A report last month by TD economist Marc Ercolao said research shows a full-scale implementation of Trump’s tariff plan could lead to a near-five per cent reduction in Canadian export volumes to the U.S. by early-2027, relative to current baseline forecasts.

Retaliation by Canada would also increase costs for domestic producers, and push import volumes lower in the process.

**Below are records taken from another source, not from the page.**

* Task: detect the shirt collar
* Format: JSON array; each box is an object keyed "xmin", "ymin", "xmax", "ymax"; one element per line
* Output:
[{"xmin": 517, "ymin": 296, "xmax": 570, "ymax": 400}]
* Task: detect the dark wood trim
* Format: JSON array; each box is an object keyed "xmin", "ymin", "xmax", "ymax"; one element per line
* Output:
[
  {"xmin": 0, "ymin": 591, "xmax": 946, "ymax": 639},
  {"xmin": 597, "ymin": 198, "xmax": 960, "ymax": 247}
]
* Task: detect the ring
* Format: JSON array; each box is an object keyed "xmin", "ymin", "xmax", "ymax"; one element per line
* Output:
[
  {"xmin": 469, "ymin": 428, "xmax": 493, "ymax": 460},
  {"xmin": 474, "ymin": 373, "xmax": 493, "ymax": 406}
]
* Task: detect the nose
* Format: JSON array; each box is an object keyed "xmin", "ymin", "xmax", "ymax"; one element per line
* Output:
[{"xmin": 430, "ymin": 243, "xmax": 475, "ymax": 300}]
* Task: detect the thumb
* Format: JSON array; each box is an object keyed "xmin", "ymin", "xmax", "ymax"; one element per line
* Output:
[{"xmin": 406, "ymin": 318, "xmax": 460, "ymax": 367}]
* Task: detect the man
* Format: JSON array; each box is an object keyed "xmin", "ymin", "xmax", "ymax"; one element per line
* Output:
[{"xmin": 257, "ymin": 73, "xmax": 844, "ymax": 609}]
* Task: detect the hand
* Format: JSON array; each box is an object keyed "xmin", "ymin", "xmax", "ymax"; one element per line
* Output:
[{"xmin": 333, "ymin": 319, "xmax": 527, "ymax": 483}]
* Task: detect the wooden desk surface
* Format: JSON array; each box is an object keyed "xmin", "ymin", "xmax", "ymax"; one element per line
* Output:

“Slowing import activity mitigates some of the negative net trade impact on total GDP enough to avoid a technical recession, but still produces a period of extended stagnation through 2025 and 2026,” Ercolao said.

Since the Canada-United States-Mexico Agreement came into effect in 2020, trade between Canada and the U.S. has surged by 46 per cent, according to the Toronto Region Board of Trade.

With that deal is up for review in 2026, Canadian Chamber of Commerce president and CEO Candace Laing said the Canadian government “must collaborate effectively with the Trump administration to preserve and strengthen our bilateral economic partnership.”

“With an impressive $3.6 billion in daily trade, Canada and the United States are each other’s closest international partners. The secure and efficient flow of goods and people across our border … remains essential for the economies of both countries,” she said in a statement.

“By resisting tariffs and trade barriers that will only raise prices and hurt consumers in both countries, Canada and the United States can strengthen resilient cross-border supply chains that enhance our shared economic security.”